广泛传播并广泛扩大?通过十二项健康指标检查瑞典北部的绝对社会经济健康不平等。

背景技术健康方面​​的社会经济不平等是一个广泛研究的话题。然而,流行病学研究往往侧重于以一项指标为条件的一项或多项结果,忽视了健康不平等可能因研究的结果和所使用的指标而异的事实。为了弥补这一差距,本研究旨在采用“全结果”流行病学方法,全面了解瑞典北部随时间推移的社会经济健康不平等模式,涵盖一系列健康结果。方法 使用 2006 年、2010 年和 2014 年发布的三轮“平等健康”调查的横截面数据。

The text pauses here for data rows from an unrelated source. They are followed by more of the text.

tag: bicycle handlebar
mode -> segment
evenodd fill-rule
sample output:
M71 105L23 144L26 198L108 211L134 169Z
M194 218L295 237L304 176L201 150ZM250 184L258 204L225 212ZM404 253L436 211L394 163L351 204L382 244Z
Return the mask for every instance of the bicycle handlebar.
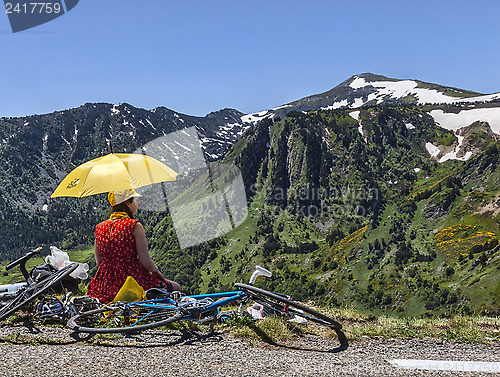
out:
M5 267L5 270L10 270L11 268L14 268L15 266L19 265L19 268L21 269L21 272L24 276L24 278L26 280L28 280L28 272L26 271L26 261L30 258L32 258L34 255L36 254L40 254L40 252L42 251L42 248L41 247L37 247L35 250L31 250L29 252L27 252L24 256L22 256L21 258L15 260L14 262L12 263L9 263L6 267Z

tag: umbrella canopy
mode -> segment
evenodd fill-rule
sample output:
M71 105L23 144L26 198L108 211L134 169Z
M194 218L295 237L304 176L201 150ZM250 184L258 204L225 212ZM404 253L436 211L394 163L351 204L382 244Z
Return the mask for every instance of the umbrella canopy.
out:
M136 189L175 181L177 173L160 161L141 154L110 153L78 166L59 184L51 198L82 198L114 190Z

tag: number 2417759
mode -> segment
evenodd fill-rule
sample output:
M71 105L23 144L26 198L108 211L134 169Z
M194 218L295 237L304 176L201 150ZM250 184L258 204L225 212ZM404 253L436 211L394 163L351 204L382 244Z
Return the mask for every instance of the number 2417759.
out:
M60 3L5 3L6 13L61 13Z

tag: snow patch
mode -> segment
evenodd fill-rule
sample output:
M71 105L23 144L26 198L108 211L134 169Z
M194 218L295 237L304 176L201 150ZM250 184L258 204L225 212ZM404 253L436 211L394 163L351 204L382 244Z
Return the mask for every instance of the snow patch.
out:
M358 127L358 131L359 133L361 134L361 136L363 137L363 139L365 139L365 142L368 143L368 140L367 138L365 137L365 134L363 133L363 125L361 124L361 122L359 121L359 114L361 113L361 111L351 111L349 113L349 115L351 116L351 118L354 118L356 119L356 121L358 122L359 124L359 127Z
M470 103L470 102L491 102L494 100L500 99L500 93L493 93L493 94L486 94L484 96L477 96L477 97L470 97L470 98L461 98L460 100L457 100L456 102L465 102L465 103Z
M340 109L341 107L347 107L349 106L349 103L347 102L346 99L340 101L340 102L334 102L333 105L322 107L321 110L335 110L335 109Z
M357 77L350 87L353 89L360 89L365 86L374 87L377 92L371 93L368 96L369 102L377 100L377 103L382 103L385 99L399 99L407 96L414 96L418 99L419 104L425 103L455 103L462 102L464 99L460 97L447 96L435 89L417 88L418 83L413 80L400 80L400 81L366 81L362 77ZM478 98L478 97L476 97ZM476 102L476 100L472 102ZM359 107L359 106L357 106Z
M417 83L411 80L368 82L364 78L358 77L350 84L350 86L353 89L373 86L377 89L377 94L375 97L372 96L371 99L379 98L379 101L383 101L383 98L380 97L390 96L392 98L401 98L409 95L410 91L417 87Z
M411 124L411 123L406 123L405 126L409 130L414 130L415 129L415 126L413 124Z
M177 144L179 147L184 148L186 151L191 152L190 148L186 147L185 145L182 145L177 140L174 140L174 143Z
M441 127L456 131L462 127L467 127L474 122L488 122L491 130L500 134L500 107L489 109L461 110L458 114L445 113L443 110L432 110L429 115Z
M353 89L360 89L367 85L368 83L362 77L356 77L353 82L349 84L349 86Z
M149 123L149 125L153 128L153 130L156 130L156 127L153 126L153 123L151 123L151 121L149 119L146 119L146 122Z
M356 109L358 107L361 107L365 104L365 101L363 101L363 98L359 97L354 100L354 103L351 105L353 109Z
M411 94L418 98L420 105L426 103L453 103L457 102L457 97L450 97L434 89L415 88Z
M441 152L439 148L432 143L425 143L425 148L432 157L436 157Z
M292 107L292 105L283 105L283 106L276 107L272 110L281 110L281 109L286 109L287 107Z
M462 143L464 141L464 137L460 135L456 135L458 138L458 144L455 147L455 149L451 152L446 153L444 156L442 156L438 162L443 163L448 160L460 160L460 161L467 161L469 158L472 157L472 152L467 152L463 157L458 157L458 153L460 152L460 148L462 146ZM432 157L437 157L441 151L439 150L438 147L436 147L432 143L426 143L425 148L427 148L427 151Z
M259 120L264 119L264 117L269 113L268 110L261 111L260 113L243 115L241 121L244 123L257 123Z
M458 138L458 145L456 146L455 150L453 152L445 154L443 157L439 159L439 162L445 162L448 160L460 160L460 161L467 161L469 158L472 156L472 152L467 152L463 157L457 157L458 152L460 151L460 147L462 146L462 143L464 141L464 137L460 135L456 135Z
M175 118L177 118L177 119L179 119L182 123L184 123L184 119L182 119L182 118L179 116L179 114L175 113L175 114L174 114L174 117L175 117Z
M361 113L361 111L351 111L349 113L349 115L351 116L351 118L354 118L359 122L359 114L360 113Z

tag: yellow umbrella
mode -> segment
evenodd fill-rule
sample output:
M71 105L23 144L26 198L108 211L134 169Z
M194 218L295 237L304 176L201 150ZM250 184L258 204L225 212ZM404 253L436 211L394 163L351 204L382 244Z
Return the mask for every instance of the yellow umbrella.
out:
M59 184L51 198L78 198L108 191L136 189L153 183L175 181L177 173L152 157L110 153L78 166Z

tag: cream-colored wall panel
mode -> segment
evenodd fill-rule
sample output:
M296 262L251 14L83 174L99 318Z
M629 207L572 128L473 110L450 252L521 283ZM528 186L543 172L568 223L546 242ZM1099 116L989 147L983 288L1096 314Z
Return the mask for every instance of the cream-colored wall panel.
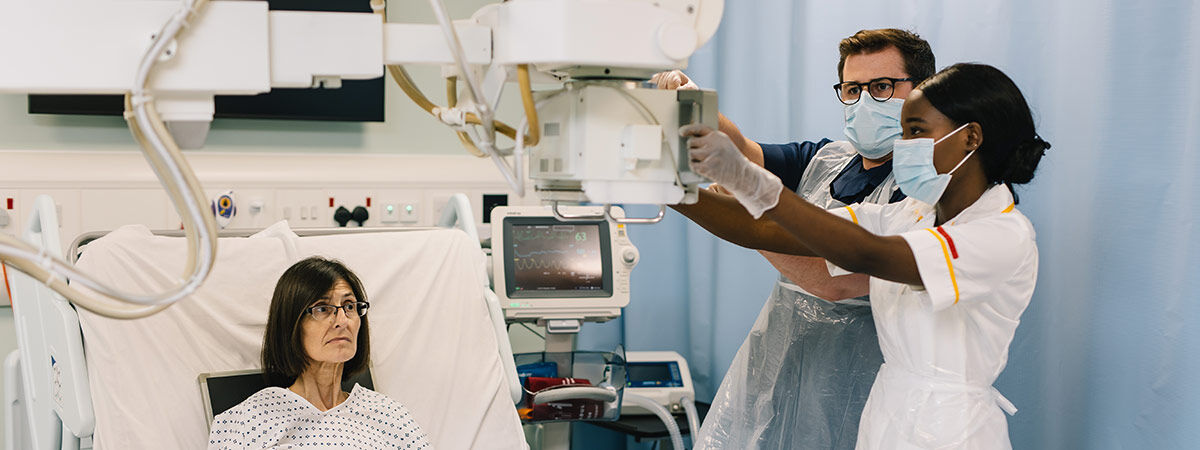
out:
M128 224L151 230L170 228L162 205L167 194L161 189L83 189L80 192L82 231L110 231Z

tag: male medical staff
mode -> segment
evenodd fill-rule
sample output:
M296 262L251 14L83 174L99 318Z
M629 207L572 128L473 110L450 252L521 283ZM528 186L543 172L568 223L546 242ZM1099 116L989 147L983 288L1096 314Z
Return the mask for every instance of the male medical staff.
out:
M899 201L904 195L892 175L892 143L901 133L904 98L934 72L933 52L916 34L897 29L859 31L838 50L834 90L844 105L845 140L760 144L724 115L720 130L750 161L818 207ZM663 88L695 87L678 71L655 81ZM698 448L853 448L883 362L864 297L867 277L831 278L820 258L788 255L794 237L773 222L756 221L719 189L676 209L723 239L762 250L781 273L721 383ZM843 299L851 300L827 301Z

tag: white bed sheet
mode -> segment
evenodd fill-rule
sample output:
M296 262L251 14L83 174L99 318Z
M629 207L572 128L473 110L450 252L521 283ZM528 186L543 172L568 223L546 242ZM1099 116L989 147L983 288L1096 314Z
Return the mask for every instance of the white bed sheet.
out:
M126 227L89 244L78 265L101 281L158 291L182 273L183 238ZM376 390L405 404L440 449L524 448L482 300L483 257L456 230L297 238L277 224L221 239L195 295L137 321L80 311L97 449L201 449L197 376L260 367L279 275L310 255L359 275L371 302Z

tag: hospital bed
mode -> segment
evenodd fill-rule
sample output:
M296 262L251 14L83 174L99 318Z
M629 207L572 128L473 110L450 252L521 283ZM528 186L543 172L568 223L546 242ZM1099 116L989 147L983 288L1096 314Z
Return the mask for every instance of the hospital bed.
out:
M61 247L46 200L26 238L52 254ZM18 274L20 349L4 367L7 448L204 448L198 376L260 366L275 280L310 255L340 259L362 279L375 388L404 403L437 448L526 447L503 313L465 200L456 197L443 217L458 229L291 230L281 222L222 237L203 288L140 320L77 312ZM152 292L183 273L186 242L129 226L76 252L77 266L102 282Z

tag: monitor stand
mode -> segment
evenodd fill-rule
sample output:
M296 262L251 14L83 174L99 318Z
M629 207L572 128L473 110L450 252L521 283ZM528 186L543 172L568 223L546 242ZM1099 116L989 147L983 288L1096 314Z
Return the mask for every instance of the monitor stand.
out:
M583 321L579 319L552 319L546 321L546 357L558 367L570 367L567 360L575 351L575 337ZM559 355L555 358L552 355ZM555 361L554 359L562 359ZM542 450L570 450L571 422L542 424Z

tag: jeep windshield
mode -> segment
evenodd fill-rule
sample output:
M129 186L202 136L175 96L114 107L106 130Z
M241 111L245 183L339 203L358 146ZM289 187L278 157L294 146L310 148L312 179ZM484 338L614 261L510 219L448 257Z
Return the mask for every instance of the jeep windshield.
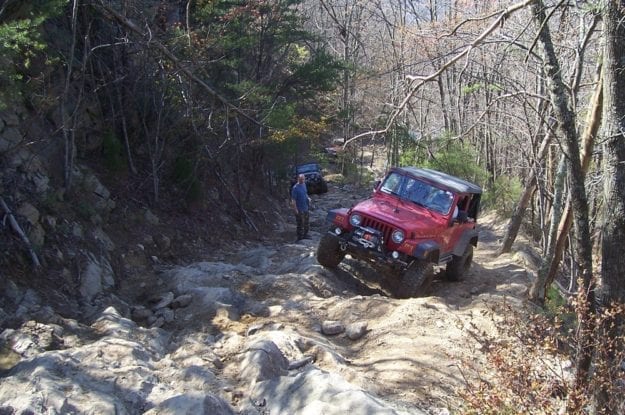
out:
M442 214L449 212L454 198L448 190L397 172L386 176L380 191Z

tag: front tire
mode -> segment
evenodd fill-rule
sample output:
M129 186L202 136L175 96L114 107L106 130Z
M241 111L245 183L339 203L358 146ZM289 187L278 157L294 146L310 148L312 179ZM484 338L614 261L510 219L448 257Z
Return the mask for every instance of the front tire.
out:
M445 278L447 281L460 281L471 268L473 262L473 245L468 244L461 256L454 256L454 259L447 264Z
M317 261L326 268L336 268L345 258L345 252L341 251L339 240L329 233L324 234L317 247Z
M430 262L415 260L404 271L395 291L397 298L412 298L425 294L434 278L434 267Z

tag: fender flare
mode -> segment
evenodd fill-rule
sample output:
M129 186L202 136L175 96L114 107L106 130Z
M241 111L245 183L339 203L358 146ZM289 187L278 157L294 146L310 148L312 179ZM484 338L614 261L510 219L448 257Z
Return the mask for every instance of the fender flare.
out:
M438 263L441 248L435 241L424 241L417 245L412 256L428 262Z
M456 246L454 246L454 250L452 253L455 256L462 256L462 254L464 254L464 251L466 251L467 246L469 244L477 247L477 239L478 239L477 230L475 229L465 230L464 232L462 232L462 235L460 235L460 238L458 238L458 243L456 244Z
M328 211L326 222L337 225L347 226L347 208L338 208Z

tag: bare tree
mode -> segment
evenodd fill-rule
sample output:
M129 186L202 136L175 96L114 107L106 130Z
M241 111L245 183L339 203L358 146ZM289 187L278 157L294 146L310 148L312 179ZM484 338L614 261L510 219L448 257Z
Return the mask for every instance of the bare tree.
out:
M161 80L167 84L165 74L161 68ZM145 85L143 83L139 85ZM141 116L144 139L148 148L150 159L150 176L152 177L152 197L155 204L160 199L161 170L163 166L163 153L167 144L166 126L168 126L168 110L171 105L168 103L167 91L161 85L147 88L148 93L137 102L137 109Z
M581 168L583 174L587 173L590 166L592 149L600 126L601 110L603 108L603 87L601 79L597 81L596 85L595 94L589 103L590 111L587 115L586 129L582 137ZM541 271L538 273L538 277L530 290L530 299L538 304L544 302L547 288L555 280L556 272L562 260L565 244L571 230L572 219L572 206L570 199L567 199L563 211L559 213L557 217L554 216L552 218L552 226L556 223L558 224L556 235L553 240L549 240L549 248L547 249L548 255L545 257L544 265L541 267Z
M602 303L625 302L625 4L604 1Z
M608 308L615 304L625 304L625 2L604 0L603 39L604 39L604 106L603 128L603 209L601 223L601 290L599 303ZM625 317L617 313L600 327L599 336L607 341L625 334ZM604 341L604 344L607 343ZM606 351L604 367L617 370L625 346L616 342ZM616 369L615 369L616 368ZM612 389L615 378L609 378L594 390L594 413L622 413ZM623 405L623 402L620 402Z
M547 150L549 149L549 145L553 139L553 134L550 130L547 130L546 134L544 134L543 142L540 146L540 150L536 155L536 159L539 161L544 160L545 155L547 154ZM504 235L503 241L499 250L497 251L498 255L501 255L506 252L510 252L512 249L512 244L516 239L519 229L521 228L521 223L523 222L525 211L527 206L530 203L530 199L534 190L536 189L536 177L538 175L537 167L530 172L530 177L525 182L525 187L523 188L523 192L521 193L521 197L515 207L515 210L512 214L512 217L508 221L508 226L506 227L506 233Z
M553 105L554 113L559 123L559 130L563 135L563 152L567 158L567 175L571 186L571 202L575 225L576 248L578 250L579 271L581 284L578 290L578 319L579 338L576 358L576 390L582 390L587 384L592 361L593 320L595 308L595 282L592 273L592 246L590 239L590 225L588 215L588 201L584 184L579 145L577 143L577 124L575 112L570 107L566 88L562 80L560 63L556 56L551 32L547 21L547 13L542 1L534 2L531 6L535 24L540 28L537 41L540 43L545 59L547 85ZM579 396L570 396L567 404L571 413L580 409Z
M61 118L63 120L63 141L64 141L64 180L65 187L70 188L72 186L72 176L74 173L74 157L76 154L76 139L75 139L75 112L78 104L74 108L69 107L70 88L72 86L72 76L74 70L74 59L76 55L76 36L78 27L78 6L80 1L74 0L72 2L72 19L71 19L71 31L72 41L70 46L70 53L67 59L67 70L65 73L65 88L63 89L63 96L61 97ZM81 91L82 92L82 91ZM80 100L79 100L80 101Z

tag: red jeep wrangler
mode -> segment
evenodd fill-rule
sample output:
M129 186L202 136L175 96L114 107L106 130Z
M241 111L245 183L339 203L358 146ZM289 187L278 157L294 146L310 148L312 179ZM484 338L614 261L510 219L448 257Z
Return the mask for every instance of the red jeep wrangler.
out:
M328 212L331 226L319 241L317 260L328 268L346 254L367 261L392 279L402 298L430 284L434 265L446 265L446 278L458 280L477 246L481 194L479 186L446 173L393 168L371 198Z

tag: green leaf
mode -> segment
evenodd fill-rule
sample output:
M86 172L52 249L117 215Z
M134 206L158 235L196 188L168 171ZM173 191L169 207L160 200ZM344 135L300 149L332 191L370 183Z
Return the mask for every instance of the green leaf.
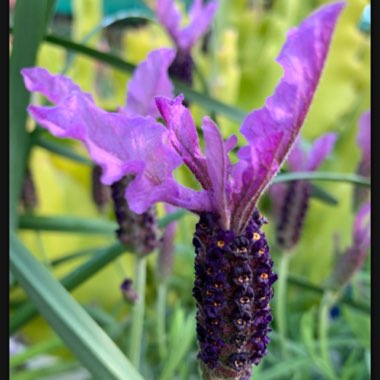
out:
M333 181L333 182L347 182L353 185L360 185L370 187L371 182L369 179L357 175L346 173L334 172L293 172L278 174L273 178L272 183L288 182L288 181Z
M63 375L67 373L72 374L72 371L78 368L80 368L78 362L61 361L58 363L48 364L43 367L23 370L20 373L11 373L11 379L12 380L41 380L41 379L46 379L47 377L51 379L52 378L51 376L53 375L59 375L59 374Z
M10 236L13 274L79 361L99 380L142 380L114 342L22 245Z
M178 211L171 212L170 214L167 214L158 220L158 227L165 228L168 224L181 219L186 214L187 214L187 211L185 210L178 210Z
M26 107L30 93L24 87L20 70L34 65L54 3L53 0L20 0L15 6L13 47L9 63L9 216L12 227L18 223L17 205L31 147L30 134L26 130Z
M184 309L177 307L170 323L169 353L159 377L160 380L174 379L175 371L188 353L195 334L195 314L185 319Z
M339 203L330 193L315 184L311 185L311 196L332 206L336 206Z
M116 243L110 247L98 249L88 261L65 276L61 280L61 284L69 291L75 289L77 286L85 282L95 273L119 257L123 252L125 252L126 249L127 248L120 243ZM12 315L9 325L10 333L13 334L16 332L36 315L37 309L34 303L31 301L26 301L19 307L19 309L17 309L14 315Z
M267 370L260 371L260 380L277 380L286 378L291 371L299 371L301 368L310 367L310 358L292 358L292 360L280 361L277 365Z
M327 288L327 287L318 286L318 285L311 283L306 278L291 275L291 274L288 275L288 282L289 282L289 285L294 285L294 286L300 287L304 290L309 290L309 291L312 291L315 293L319 293L321 295L323 293L325 293L327 290L329 290L329 288ZM340 299L340 302L342 302L342 303L344 303L344 304L346 304L346 305L348 305L348 306L350 306L350 307L352 307L358 311L361 311L362 313L365 313L365 314L371 313L370 305L368 305L364 302L355 301L348 296L343 296Z
M34 358L35 356L46 354L47 352L53 351L58 347L62 347L62 341L57 337L54 337L53 339L49 339L47 341L43 341L41 343L37 343L31 347L26 348L19 354L11 356L11 358L9 359L9 366L12 369L16 366L22 365L23 363Z
M117 224L109 220L75 216L20 215L20 228L26 230L59 231L88 234L112 234Z

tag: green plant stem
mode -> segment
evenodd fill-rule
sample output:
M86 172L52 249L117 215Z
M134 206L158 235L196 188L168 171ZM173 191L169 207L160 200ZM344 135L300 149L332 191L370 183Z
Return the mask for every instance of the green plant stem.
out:
M165 327L165 315L166 315L166 295L167 295L167 284L166 281L161 281L158 285L158 295L157 295L157 315L156 315L156 333L157 333L157 345L158 354L160 359L163 360L167 354L166 348L166 327Z
M128 357L136 368L140 366L141 341L144 328L146 266L147 258L136 255L134 282L139 299L133 306L128 352Z
M287 355L286 349L286 285L288 280L290 253L284 252L280 260L280 272L278 274L278 286L276 294L277 326L280 336L280 344L283 357Z
M325 363L324 369L326 375L330 380L337 380L334 368L331 364L329 355L329 340L328 340L328 330L329 330L329 310L331 306L335 303L335 296L331 291L325 292L322 297L319 306L319 325L318 325L318 335L319 335L319 347L321 351L321 357Z

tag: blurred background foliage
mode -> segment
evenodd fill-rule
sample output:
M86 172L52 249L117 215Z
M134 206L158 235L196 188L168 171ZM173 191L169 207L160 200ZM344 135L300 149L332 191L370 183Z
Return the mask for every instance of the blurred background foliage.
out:
M329 1L220 0L212 33L193 51L197 66L194 88L237 107L244 113L261 107L265 99L272 94L282 75L275 58L285 41L286 32L319 5L327 2ZM182 2L184 11L190 3L191 1ZM153 1L143 3L138 0L59 0L55 4L48 32L138 64L151 50L172 45L163 28L157 22L149 20L152 17L149 8L152 4ZM360 160L360 150L356 143L358 119L370 108L370 36L369 32L359 28L367 4L365 0L347 1L347 7L337 25L324 74L302 130L302 137L306 141L313 141L327 131L338 134L333 154L323 164L321 171L354 173ZM123 18L123 12L128 11L134 11L143 17ZM11 10L11 22L12 12ZM80 84L83 90L90 92L96 103L105 109L116 110L125 103L131 74L113 68L105 62L43 41L38 50L36 64L52 73L65 73ZM41 99L33 97L32 101L39 102ZM196 102L192 102L190 107L197 125L200 125L202 117L208 112L202 108L202 104ZM238 131L239 123L236 120L224 115L215 116L224 136ZM28 128L34 130L36 126L28 120ZM57 142L44 131L40 136L48 141ZM243 143L242 140L239 142ZM79 144L72 141L59 141L59 144L70 148L78 155L86 156ZM100 213L91 199L91 165L88 163L76 162L35 145L29 167L38 194L38 206L32 211L33 215L77 216L110 223L114 220L111 206ZM181 170L177 174L187 178L189 184L193 184L186 171ZM291 257L289 273L301 276L310 284L321 287L332 271L336 255L334 237L339 236L340 246L343 248L351 244L355 216L352 210L354 186L339 182L317 181L316 184L338 200L338 204L326 204L317 198L311 200L304 233ZM265 232L272 247L275 269L278 271L276 265L282 253L275 247L275 223L271 223L271 204L266 195L260 201L260 208L269 219ZM21 208L19 211L23 212ZM30 212L26 214L30 215ZM144 360L140 368L146 379L199 377L195 370L195 305L191 296L194 259L191 242L196 220L194 215L186 214L178 221L174 269L167 285L168 351L165 360L158 357L155 349L157 255L152 254L148 259L146 316L142 343ZM104 234L81 234L34 228L20 230L19 237L30 252L51 269L58 279L85 263L95 248L116 241L112 230ZM94 249L60 265L52 264L54 260L88 248ZM127 329L132 306L124 300L120 284L126 277L133 278L134 266L135 256L132 252L125 253L71 292L98 322L103 321L103 328L124 351L128 341ZM367 305L369 269L370 263L367 260L346 291L354 301L360 300ZM11 283L11 319L17 312L18 305L25 300L23 290L12 285ZM329 373L325 370L328 364L323 362L316 349L317 308L321 296L321 292L289 284L286 305L289 330L287 356L282 356L283 353L280 352L274 320L269 354L255 368L253 379L331 378L326 375ZM359 311L339 303L331 311L330 318L330 353L332 365L339 374L336 378L368 379L368 311ZM41 317L36 317L17 329L16 335L32 347L39 347L38 345L44 342L56 339ZM60 350L57 351L57 347ZM54 353L61 354L64 360L72 362L72 355L64 349L62 343L56 343L53 348ZM181 357L185 357L186 360L181 361ZM161 373L161 377L158 373ZM24 377L15 374L14 379Z

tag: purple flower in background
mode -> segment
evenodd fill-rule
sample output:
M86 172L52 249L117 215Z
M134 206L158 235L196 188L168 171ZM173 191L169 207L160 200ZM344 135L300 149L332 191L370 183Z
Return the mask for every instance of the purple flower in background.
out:
M217 1L194 0L189 12L189 24L181 26L181 13L174 0L157 0L156 15L177 48L176 58L170 66L169 73L188 85L193 82L193 59L191 49L207 32L215 12Z
M158 21L166 28L177 50L189 53L195 43L207 32L218 8L217 1L194 0L189 12L189 24L181 26L181 14L174 0L157 0Z
M348 284L353 275L362 267L371 245L371 204L362 205L358 211L352 236L353 241L350 247L337 259L330 283L338 289Z
M287 160L289 169L292 172L317 170L331 153L335 140L334 133L327 133L318 138L310 150L306 151L298 138ZM276 242L284 251L291 250L299 241L309 207L311 190L309 181L278 183L269 188L277 221Z
M326 5L289 32L277 58L284 75L264 107L243 121L240 132L248 144L236 163L229 158L236 136L224 141L208 117L202 152L182 95L156 97L164 126L150 115L106 112L67 78L23 70L27 88L55 103L30 106L31 116L55 136L82 141L102 166L103 183L130 175L125 195L131 210L141 214L165 202L199 215L193 295L205 378L248 379L252 364L266 354L277 276L261 230L266 220L256 206L300 131L342 8L343 3ZM175 180L173 171L181 164L201 190Z
M362 157L357 168L357 174L363 177L371 177L371 112L364 112L359 119L359 132L357 143L360 147ZM355 187L354 206L363 204L370 195L370 190L364 187Z
M130 210L124 193L132 177L114 178L111 173L110 177L104 180L104 161L95 141L104 139L106 144L115 144L116 147L120 145L118 133L120 136L133 133L132 130L128 130L129 125L139 125L140 119L143 120L143 128L150 128L153 118L159 116L154 96L172 96L173 94L173 85L167 71L174 56L175 51L172 49L151 52L146 60L138 65L128 83L125 106L120 108L118 113L110 113L109 115L112 115L110 117L107 112L95 105L90 94L82 92L80 87L69 78L51 75L47 70L38 67L22 70L25 85L30 91L39 91L45 94L52 103L58 104L57 107L35 107L37 114L41 117L41 119L39 117L36 119L41 120L44 126L52 126L53 134L58 137L84 136L87 133L86 128L92 128L97 137L89 142L87 147L94 152L91 156L98 164L95 165L96 170L93 173L96 177L94 182L97 182L101 176L105 185L112 185L112 198L119 224L117 236L121 242L134 246L135 251L141 254L151 252L158 244L155 210L149 208L142 215L137 215ZM61 114L61 110L65 110L64 115ZM124 123L123 120L127 119L128 122ZM116 133L110 137L109 134L112 131ZM122 145L120 149L123 149ZM98 154L100 156L97 156ZM109 194L108 192L105 194L106 190L109 190L108 187L94 187L94 197L98 205L104 206L107 201Z

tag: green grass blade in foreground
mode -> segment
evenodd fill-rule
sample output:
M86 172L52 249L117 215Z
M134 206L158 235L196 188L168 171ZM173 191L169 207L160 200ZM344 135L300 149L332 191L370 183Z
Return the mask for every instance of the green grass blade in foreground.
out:
M59 231L89 234L113 234L117 224L109 220L75 216L20 215L20 228L40 231Z
M17 204L31 146L30 135L25 127L30 93L24 87L20 70L34 65L54 4L53 0L19 0L15 6L9 63L9 217L13 228L18 223Z
M157 221L158 227L164 228L186 215L186 211L178 210L167 214ZM59 231L88 234L114 234L117 224L110 220L80 218L75 216L36 216L20 215L20 228L25 230Z
M70 272L61 280L61 284L68 290L71 291L77 286L85 282L87 279L92 277L99 270L104 268L110 262L119 257L123 252L125 252L126 247L120 243L116 243L110 247L101 248L95 251L94 255L86 261L84 264L80 265L74 271ZM22 284L21 284L22 285ZM15 333L20 329L25 323L30 321L33 317L38 314L38 311L31 301L26 301L22 306L17 309L9 324L10 333Z
M10 266L42 316L95 379L143 379L115 343L13 232L10 236Z
M334 173L334 172L293 172L278 174L273 178L272 183L288 182L288 181L332 181L346 182L352 185L370 187L371 182L368 178L357 174L350 173Z
M88 57L97 59L101 62L107 63L110 66L121 71L132 73L136 68L135 65L124 61L116 55L100 52L96 49L76 43L63 37L50 34L46 36L45 40L51 44L61 46L65 49L72 50ZM189 86L186 86L177 80L173 80L173 82L177 92L183 92L189 101L198 103L207 111L224 115L237 123L241 123L243 120L245 116L244 111L215 100L207 95L201 94L200 92L194 91Z

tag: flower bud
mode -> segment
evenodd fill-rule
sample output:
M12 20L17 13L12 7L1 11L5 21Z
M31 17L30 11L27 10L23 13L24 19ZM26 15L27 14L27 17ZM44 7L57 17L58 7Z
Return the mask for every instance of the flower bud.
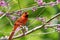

首先,收入和教育造成的社会经济不平等有十二种结果(自评健康、自评牙齿健康、超重、高血压、糖尿病、长期疾病、压力、抑郁、心理困扰、吸烟、危险饮酒和缺乏身体活动) )通过计算不平等斜率指数进行检查。其次,估计了每个结果和社会经济指标的时间趋势。结果 男性因心理困扰和缺乏身体活动而导致收入不平等,而女性则因自我评价健康状况、超重、高血压、长期疾病和吸烟而加剧收入不平等。女性的高血压、长期疾病和压力(后者有利于较低的教育程度)导致教育不平等加剧。收入不平等减少的唯一例子是男性长期患病,而教育不平等则因男性长期患病以及女性自评健康状况不佳、牙齿健康状况不佳和吸烟而减少。结论 健康方面的绝对社会经济不平等模式因健康和社会经济指标以及男性和女性的不同而不同。总体而言,男性的趋势似乎更加停滞,而女性的趋势则出现波动。从几个不同的健康指标来看,收入不平等似乎普遍大于教育不平等,这一信息只能从这种类型的结果范围研究中得出。这些不同的研究结果表明,关于健康不平等发展的笼统和普遍的陈述可能过于简单化,并且可能具有误导性。尽管如此,尽管不平等现象很复杂,但它们确实存在并且有加剧的趋势。因此,全结果方法是一种有价值的方法,应该用来为政策决策的优先顺序生成证据。